Additional System Assessments and Interventions
Older patients are at higher risk for sarcopenia, depression, malnutrition, and delirium.34 Nutritional assessment should include serum albumin and prealbumin levels and lymphocyte counts. SARS-CoV-2 infection may induce or exacerbate anorexia and worsen malnutrition, leading to a poor recovery. Detailed information on the nutritional management of patients with COVID-19 can be found in the recently published guidance of the European Society for Clinical Nutrition and Metabolism.35 In cases of continued gastrointestinal symptoms, such as anorexia, nausea, vomiting, diarrhea, or abdominal discomfort, referral to a gastroenterologist may be needed.
Because physiological damage to the central and/or peripheral nervous systems may include neuropsychiatric sequelae—and given the psychological impact of COVID-19 and the socioeconomic impact of a pandemic—a thorough psychological assessment is required. Patients should be screened for acute psychiatric complications such as suicidality as well as insomnia, anxiety, depression, and delirium.36,37 Long-term follow-up is crucial, not only to monitor and treat these patients, but also to fully understand the long-term impact of infection with the virus.
Clearly, the severity of symptoms affects recovery.

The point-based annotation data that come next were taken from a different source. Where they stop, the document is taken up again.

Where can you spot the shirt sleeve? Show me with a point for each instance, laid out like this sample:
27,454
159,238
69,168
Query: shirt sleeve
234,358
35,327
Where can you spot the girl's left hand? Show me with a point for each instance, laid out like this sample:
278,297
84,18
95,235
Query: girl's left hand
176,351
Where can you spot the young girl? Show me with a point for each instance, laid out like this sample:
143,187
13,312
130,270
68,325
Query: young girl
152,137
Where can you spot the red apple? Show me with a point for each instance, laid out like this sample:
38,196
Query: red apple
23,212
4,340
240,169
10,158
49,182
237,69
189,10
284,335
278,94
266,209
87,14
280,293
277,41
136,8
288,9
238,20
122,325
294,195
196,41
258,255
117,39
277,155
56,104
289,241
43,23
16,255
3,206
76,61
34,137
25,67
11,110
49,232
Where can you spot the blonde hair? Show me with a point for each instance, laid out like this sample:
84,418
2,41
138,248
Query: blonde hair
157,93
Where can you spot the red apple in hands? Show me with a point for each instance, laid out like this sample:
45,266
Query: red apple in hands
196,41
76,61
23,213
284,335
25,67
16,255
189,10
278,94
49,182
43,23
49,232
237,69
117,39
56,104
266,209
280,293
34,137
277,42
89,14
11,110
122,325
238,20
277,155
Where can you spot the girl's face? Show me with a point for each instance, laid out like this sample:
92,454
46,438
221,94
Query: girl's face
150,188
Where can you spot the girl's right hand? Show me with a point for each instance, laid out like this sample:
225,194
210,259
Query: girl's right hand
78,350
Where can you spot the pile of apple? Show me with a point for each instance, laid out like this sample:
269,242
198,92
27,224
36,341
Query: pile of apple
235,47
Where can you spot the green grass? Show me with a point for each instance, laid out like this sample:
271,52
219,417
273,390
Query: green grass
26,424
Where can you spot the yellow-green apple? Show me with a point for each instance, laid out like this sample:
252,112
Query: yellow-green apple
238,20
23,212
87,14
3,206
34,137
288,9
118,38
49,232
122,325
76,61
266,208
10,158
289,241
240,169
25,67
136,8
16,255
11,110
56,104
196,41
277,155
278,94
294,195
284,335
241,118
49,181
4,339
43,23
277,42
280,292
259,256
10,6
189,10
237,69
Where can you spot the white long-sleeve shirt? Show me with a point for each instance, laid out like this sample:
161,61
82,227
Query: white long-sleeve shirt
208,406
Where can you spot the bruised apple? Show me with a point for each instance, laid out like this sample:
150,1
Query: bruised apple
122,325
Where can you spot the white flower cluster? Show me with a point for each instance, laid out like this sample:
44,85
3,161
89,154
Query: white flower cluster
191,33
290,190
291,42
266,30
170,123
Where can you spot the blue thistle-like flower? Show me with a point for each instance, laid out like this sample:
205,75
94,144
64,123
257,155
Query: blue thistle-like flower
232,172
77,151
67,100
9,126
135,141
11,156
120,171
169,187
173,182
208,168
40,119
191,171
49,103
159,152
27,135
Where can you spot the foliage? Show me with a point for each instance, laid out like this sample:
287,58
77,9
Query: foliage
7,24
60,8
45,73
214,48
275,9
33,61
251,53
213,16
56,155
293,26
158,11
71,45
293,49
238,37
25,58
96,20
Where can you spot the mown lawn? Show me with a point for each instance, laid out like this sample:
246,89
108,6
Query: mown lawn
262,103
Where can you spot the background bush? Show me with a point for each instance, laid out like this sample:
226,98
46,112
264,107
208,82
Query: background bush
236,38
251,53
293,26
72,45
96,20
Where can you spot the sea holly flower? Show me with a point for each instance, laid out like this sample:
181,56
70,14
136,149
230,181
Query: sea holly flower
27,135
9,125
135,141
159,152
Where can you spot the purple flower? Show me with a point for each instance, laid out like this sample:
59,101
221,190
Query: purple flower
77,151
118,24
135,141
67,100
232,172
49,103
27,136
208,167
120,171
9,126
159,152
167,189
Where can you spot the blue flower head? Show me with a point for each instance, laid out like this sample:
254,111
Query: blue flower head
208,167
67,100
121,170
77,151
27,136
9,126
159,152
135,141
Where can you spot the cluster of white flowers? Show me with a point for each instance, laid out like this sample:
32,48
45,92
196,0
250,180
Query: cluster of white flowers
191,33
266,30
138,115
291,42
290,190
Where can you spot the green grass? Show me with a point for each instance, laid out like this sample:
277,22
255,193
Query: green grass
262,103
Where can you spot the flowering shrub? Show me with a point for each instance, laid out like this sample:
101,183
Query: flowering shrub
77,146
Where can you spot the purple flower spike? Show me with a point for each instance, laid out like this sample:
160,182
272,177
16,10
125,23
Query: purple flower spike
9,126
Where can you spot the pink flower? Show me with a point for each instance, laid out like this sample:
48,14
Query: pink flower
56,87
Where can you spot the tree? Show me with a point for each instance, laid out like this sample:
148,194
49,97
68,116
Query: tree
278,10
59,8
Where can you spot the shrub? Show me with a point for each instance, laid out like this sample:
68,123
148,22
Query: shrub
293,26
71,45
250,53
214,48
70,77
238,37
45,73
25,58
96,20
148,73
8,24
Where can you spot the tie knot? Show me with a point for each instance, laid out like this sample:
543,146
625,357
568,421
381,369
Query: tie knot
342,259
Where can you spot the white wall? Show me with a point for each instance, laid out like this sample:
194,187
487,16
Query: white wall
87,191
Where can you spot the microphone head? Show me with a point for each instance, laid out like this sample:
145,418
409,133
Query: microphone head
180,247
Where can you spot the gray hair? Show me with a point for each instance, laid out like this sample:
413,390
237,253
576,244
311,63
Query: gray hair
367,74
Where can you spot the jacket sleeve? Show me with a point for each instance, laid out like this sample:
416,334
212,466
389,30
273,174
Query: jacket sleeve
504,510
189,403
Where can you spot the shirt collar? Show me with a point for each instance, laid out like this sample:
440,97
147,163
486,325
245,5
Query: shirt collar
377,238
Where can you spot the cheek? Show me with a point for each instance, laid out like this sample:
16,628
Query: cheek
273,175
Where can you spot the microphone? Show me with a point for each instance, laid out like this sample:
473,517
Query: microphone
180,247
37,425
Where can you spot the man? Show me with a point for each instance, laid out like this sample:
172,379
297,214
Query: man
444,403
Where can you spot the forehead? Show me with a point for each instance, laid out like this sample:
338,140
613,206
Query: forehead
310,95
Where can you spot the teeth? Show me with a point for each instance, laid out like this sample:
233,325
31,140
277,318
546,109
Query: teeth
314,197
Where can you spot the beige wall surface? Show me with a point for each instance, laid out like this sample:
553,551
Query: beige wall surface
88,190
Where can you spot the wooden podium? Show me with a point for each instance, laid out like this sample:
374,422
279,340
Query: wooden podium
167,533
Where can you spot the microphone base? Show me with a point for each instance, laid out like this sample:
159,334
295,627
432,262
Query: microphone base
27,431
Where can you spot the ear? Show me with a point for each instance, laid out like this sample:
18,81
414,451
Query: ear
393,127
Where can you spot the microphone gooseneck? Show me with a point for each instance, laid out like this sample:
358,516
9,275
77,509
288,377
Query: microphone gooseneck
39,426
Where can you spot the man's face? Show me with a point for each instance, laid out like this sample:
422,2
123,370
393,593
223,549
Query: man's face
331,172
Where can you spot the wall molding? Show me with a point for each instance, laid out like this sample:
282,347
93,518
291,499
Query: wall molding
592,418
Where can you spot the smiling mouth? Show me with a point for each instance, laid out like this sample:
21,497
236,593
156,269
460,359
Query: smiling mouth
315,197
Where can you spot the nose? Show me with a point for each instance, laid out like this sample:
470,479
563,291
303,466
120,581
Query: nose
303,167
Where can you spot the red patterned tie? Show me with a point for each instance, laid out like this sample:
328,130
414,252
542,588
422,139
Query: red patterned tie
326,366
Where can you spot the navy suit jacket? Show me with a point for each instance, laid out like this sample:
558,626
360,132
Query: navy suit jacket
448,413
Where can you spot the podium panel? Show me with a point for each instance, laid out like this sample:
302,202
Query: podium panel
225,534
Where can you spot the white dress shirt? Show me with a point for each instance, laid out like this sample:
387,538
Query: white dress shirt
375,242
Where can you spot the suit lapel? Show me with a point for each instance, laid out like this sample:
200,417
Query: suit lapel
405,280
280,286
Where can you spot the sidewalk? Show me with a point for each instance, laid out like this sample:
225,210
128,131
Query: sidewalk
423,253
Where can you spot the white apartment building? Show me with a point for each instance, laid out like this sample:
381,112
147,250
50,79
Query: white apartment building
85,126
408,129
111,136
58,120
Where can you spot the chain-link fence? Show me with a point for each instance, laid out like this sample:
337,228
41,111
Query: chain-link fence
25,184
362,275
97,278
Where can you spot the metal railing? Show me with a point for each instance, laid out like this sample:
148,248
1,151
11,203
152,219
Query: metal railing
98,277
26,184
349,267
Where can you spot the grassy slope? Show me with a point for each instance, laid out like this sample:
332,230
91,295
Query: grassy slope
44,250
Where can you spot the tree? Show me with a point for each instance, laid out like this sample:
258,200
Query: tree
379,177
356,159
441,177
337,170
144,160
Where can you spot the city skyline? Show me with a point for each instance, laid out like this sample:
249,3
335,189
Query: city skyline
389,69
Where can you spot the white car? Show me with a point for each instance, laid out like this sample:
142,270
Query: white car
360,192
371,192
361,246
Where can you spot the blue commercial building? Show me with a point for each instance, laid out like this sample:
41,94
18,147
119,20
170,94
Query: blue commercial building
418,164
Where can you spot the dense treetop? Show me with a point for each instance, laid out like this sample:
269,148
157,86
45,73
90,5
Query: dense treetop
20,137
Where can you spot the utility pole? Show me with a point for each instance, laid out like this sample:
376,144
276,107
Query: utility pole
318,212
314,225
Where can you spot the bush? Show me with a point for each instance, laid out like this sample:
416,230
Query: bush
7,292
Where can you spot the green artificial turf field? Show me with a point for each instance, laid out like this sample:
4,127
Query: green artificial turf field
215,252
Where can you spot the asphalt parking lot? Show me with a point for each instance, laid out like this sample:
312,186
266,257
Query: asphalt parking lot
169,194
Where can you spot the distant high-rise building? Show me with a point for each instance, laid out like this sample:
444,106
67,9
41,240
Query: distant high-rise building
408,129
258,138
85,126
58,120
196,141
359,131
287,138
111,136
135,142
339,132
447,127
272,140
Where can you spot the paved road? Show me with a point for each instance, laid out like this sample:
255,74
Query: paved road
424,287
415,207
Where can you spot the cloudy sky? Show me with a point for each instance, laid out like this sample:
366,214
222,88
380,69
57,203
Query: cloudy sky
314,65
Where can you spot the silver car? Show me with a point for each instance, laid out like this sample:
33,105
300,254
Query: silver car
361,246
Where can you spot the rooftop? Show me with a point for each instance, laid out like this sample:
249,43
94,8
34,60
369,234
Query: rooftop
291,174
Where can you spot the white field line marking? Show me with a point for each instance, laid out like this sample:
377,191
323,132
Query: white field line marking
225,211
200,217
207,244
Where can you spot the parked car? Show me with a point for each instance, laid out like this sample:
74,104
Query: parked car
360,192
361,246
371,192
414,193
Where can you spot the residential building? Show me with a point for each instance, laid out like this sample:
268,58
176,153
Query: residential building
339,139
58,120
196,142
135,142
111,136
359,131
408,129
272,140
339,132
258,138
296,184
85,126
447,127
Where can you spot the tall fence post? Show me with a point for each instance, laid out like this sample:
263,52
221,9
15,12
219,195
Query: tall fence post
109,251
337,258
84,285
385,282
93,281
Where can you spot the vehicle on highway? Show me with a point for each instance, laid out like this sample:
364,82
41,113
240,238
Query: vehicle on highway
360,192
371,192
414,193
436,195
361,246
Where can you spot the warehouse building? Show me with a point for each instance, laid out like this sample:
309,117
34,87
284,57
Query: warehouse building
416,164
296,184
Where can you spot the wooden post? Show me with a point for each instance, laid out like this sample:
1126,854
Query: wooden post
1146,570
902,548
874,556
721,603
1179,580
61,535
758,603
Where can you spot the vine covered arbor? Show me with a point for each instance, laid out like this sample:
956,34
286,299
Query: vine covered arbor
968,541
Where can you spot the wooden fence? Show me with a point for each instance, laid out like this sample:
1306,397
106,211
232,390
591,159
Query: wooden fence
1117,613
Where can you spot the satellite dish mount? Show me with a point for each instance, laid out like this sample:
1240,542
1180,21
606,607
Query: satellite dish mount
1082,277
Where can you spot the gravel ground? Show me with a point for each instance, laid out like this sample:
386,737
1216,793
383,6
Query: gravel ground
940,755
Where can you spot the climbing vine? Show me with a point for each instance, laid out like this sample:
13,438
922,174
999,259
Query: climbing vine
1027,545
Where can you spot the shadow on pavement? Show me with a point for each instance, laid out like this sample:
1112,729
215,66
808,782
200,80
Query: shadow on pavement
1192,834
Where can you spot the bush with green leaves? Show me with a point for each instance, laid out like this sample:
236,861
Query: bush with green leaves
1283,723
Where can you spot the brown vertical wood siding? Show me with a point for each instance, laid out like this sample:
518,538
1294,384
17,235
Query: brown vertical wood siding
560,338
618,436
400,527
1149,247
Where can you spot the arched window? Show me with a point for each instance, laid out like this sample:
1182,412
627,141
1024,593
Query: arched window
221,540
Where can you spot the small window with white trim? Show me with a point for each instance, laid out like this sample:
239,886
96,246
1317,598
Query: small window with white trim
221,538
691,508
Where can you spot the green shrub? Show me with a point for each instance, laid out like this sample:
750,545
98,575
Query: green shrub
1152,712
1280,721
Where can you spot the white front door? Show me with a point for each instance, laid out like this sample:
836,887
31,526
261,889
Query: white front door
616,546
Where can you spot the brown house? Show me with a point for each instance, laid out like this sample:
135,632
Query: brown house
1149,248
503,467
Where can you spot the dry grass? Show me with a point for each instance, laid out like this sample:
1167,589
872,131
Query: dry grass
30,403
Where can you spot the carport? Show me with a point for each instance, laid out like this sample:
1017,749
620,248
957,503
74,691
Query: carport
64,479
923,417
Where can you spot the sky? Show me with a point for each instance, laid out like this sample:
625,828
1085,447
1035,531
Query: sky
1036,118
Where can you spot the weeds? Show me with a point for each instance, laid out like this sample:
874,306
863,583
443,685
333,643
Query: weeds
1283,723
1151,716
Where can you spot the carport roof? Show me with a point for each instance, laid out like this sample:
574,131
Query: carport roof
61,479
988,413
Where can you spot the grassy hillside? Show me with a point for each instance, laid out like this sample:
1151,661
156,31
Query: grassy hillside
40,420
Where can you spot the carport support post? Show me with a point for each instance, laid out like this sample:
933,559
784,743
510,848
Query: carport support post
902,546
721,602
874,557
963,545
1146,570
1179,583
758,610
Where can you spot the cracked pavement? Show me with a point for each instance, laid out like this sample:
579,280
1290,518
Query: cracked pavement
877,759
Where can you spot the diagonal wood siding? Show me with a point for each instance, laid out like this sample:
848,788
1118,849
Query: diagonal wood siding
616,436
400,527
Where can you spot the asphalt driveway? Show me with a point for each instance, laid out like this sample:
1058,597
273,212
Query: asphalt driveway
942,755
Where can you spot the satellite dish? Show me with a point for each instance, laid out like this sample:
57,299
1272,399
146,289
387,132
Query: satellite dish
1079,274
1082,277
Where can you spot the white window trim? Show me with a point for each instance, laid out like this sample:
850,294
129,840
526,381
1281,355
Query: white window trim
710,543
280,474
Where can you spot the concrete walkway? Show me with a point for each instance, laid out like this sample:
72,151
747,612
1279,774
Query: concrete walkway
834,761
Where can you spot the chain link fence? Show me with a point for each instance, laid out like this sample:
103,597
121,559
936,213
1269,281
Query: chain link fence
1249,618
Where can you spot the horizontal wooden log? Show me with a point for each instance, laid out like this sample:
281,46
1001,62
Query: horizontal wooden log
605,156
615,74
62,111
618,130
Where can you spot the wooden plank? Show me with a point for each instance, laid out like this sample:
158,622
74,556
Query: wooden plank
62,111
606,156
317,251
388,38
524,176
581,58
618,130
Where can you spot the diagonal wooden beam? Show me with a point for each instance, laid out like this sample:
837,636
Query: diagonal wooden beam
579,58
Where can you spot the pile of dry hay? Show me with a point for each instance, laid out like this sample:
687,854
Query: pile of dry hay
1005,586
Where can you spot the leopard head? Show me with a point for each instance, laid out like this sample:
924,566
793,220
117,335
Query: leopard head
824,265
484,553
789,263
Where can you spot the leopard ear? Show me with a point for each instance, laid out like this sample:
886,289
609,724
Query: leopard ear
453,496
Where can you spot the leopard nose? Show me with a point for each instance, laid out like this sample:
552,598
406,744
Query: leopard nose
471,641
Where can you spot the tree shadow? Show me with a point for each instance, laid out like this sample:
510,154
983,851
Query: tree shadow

A systematic review indicated that 76.9% of patients who had severe illness related to SARS or Middle Eastern respiratory syndrome had returned to work at a follow-up time of 3 years.19 Such long-term data are not yet available for those recovering from COVID-19; however, it can be predicted that the well-documented fatigue and cognitive deficits will affect recovery. Rehabilitation therapies should be used for patients with severe disease. Patients experiencing long-term psychological consequences of the disease should be referred for treatment consisting of counseling and/or medication.
As always, patients with persistent symptoms should be referred to an appropriate specialist (eg, cardiologist, pulmonologist, psychologist, infectious diseases specialist, neurologist, nephrologist). For example, advanced neuroimaging may be needed to fully investigate cognitive impairment, unresolved depression should be addressed by a mental health practitioner, and persistent abnormal chest radiography and oximeter readings require referral to a pulmonologist.16
Evidence suggests that acute COVID-19 symptoms are attributable to a severe inflammatory response and cytokine storm syndrome triggered by dysregulated cytokine production, particularly involving interleukin 6.14 Regardless of the exact mechanism, it is now well known that relapse or reinfection, weak or absent antibody response, and other factors may contribute to the degree and type of symptoms.15 Although the acute effects of SARS-CoV-2 infection have been widely described, the long-term effects are less well understood. How many individuals will have continued or new symptoms after infection with the virus is unknown. Patients who were healthy before their illness are now facing unexpected symptoms, while others with comorbidities must manage new or worsening symptoms. Many have avoided seeking health care during the pandemic. While clinicians continue to battle COVID-19 on the front lines, we also need to develop comprehensive, evidence-based plans to manage post–COVID-19 symptoms and encourage those affected to seek appropriate care. Patients and families who experience these debilitating symptoms require targeted treatment as well as ongoing support.
The authors declare no conflicts of interest.